Martian Cloudships

There is a diverse and exotic biosphere on the Mars of Space: 1889. Perhaps the most unusual evolutionary quirk is the ability to defy gravity without using wings or lighter-than-air gases. Certain kinds of Martian life developed the ability to float through the air by opposing the pull of gravity. One of these is a tree which produces 'liftwood'. The Martians have, for tens of thousands of years, used liftwood to build ships that sail among the clouds -- cloudships.

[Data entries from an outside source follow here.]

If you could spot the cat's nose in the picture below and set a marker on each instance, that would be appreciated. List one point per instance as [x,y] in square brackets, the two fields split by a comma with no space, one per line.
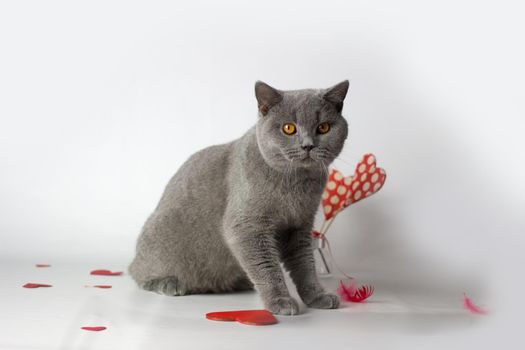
[307,148]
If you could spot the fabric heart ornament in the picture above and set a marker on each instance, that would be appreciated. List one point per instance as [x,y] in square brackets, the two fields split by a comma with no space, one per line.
[250,317]
[340,191]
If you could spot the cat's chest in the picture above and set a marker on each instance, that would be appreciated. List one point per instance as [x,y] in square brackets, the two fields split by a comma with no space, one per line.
[294,202]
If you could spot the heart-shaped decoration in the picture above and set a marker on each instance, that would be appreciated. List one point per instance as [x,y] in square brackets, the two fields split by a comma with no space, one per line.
[36,285]
[94,329]
[250,317]
[340,191]
[106,273]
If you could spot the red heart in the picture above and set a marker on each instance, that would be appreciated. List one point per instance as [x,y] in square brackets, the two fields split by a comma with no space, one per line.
[251,317]
[94,329]
[105,273]
[42,265]
[36,285]
[341,192]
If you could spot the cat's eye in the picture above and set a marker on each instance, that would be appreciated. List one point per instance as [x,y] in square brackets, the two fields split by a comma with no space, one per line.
[289,128]
[323,128]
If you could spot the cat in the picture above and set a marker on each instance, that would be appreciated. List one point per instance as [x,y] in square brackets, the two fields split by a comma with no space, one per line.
[233,212]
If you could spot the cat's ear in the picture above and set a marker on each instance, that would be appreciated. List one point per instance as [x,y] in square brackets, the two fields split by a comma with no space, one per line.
[336,94]
[267,97]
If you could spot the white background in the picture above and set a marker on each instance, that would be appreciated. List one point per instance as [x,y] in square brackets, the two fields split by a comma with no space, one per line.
[101,102]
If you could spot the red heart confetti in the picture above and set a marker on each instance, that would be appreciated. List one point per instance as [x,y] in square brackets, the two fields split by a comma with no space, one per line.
[36,285]
[356,295]
[340,192]
[105,273]
[249,317]
[93,329]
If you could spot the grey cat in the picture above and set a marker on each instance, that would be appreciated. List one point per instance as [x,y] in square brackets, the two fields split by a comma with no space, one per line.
[233,212]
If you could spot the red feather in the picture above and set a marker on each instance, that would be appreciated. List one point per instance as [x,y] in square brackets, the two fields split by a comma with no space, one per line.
[470,306]
[353,294]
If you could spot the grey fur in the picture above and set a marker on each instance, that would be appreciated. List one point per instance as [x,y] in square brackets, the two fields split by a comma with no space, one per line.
[233,212]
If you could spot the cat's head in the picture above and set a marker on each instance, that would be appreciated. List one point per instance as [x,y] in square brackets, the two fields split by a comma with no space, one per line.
[300,128]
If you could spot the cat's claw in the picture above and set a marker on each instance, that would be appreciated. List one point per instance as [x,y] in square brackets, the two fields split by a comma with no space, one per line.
[324,301]
[287,306]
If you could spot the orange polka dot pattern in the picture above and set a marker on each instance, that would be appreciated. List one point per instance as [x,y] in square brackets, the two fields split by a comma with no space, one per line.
[340,191]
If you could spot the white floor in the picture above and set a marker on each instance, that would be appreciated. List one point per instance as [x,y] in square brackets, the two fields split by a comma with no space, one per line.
[50,318]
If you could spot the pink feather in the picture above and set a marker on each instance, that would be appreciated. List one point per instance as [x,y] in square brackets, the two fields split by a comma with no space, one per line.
[470,306]
[353,294]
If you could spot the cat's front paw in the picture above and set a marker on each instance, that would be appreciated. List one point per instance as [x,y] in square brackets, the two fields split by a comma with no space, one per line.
[283,306]
[324,301]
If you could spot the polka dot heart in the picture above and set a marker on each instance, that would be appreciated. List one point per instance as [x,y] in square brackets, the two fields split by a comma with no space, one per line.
[341,191]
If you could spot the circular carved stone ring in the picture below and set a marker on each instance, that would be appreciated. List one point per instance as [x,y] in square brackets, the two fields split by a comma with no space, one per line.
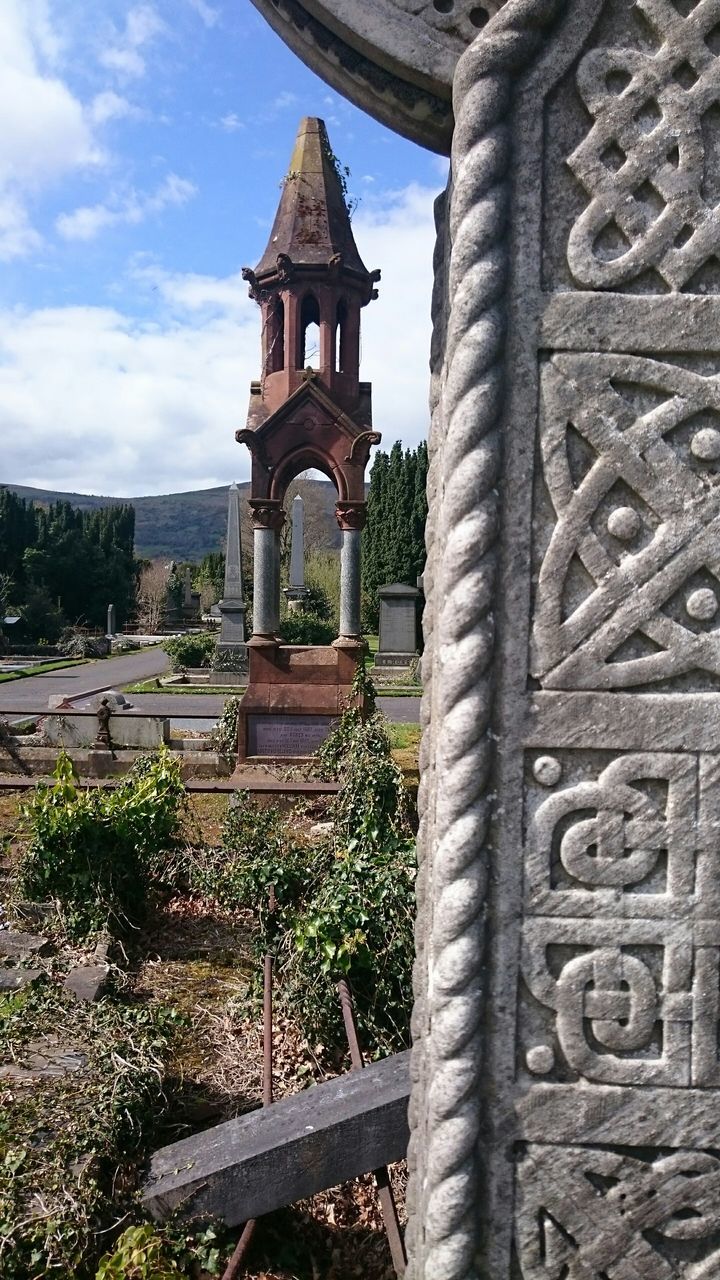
[393,58]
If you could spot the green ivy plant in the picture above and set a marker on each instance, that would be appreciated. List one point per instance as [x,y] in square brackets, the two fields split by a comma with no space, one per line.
[95,851]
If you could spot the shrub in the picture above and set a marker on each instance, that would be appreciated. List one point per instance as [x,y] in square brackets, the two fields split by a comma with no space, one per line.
[306,629]
[68,1142]
[95,851]
[345,906]
[194,649]
[224,734]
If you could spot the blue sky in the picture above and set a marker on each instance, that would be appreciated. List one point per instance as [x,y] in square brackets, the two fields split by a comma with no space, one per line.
[141,149]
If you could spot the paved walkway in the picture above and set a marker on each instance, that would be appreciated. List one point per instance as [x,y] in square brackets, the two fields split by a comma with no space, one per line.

The Martians developed two types of cloudships. The oldest and still most common type are those powered by sails. They are often refered to as "kites." A relatively recent development is the cloudship propelled by an airscrew, called a "screw galley." The airscrews are turned by crewman turning handcranks, linked through mechanical gear boxes.

Click on thumbnail pictures for more about the following example of each type of cloudship.
Bloodrunner, A Kite.
Smallbird, A Screw Galley

I am very fond of the idea of cloudships (as evidenced by my building a model of one) but I do have a problem with the concept as it is used in Space: 1889 - they simply will not work. I am not talking about liftwood. Liftwood is the fantasy element of the story and I am willing to suspend my disbelief and accept that there is an organic material that can counter-act gravity. No, my problem is that adding sails to a lighter-than-air craft will do absolutely nothing to control its speed or direction. A free floating object, and that's what a cloudship without an airscrew is, will travel at exactly the same speed and in the same direction as the wind current in which it resides. Balloons control their direction (and speed, to a lesser extent) by rising or falling to find an air current that is going in the direction they want to travel. If no air current is going that way, then neither is the balloon. Adding sails to a balloon will not effect its speed or provide any control over its motion. The sails do absolutely nothing. Why do sails work on a boat and not on a balloon (or cloudship)? Because a boat exists in two media of different densities. The difference in density between air and water means that there are two forces acting on a boat, the drag of the water and the pressure of the wind (which is actually a form of lift generated by the airfoil shape of the sails). A sail boat balances these two forces against each other to allow the boat to control its direction and to generate speed. A sail boat can actually sail faster than the wind speed under certain conditions. The resistance of the water on the boat's hull is vital to it's control. A boat that does not have a keel that extends far enough into the water cannot sail into the wind but will be pushed across the water in the direction that the wind is blowing.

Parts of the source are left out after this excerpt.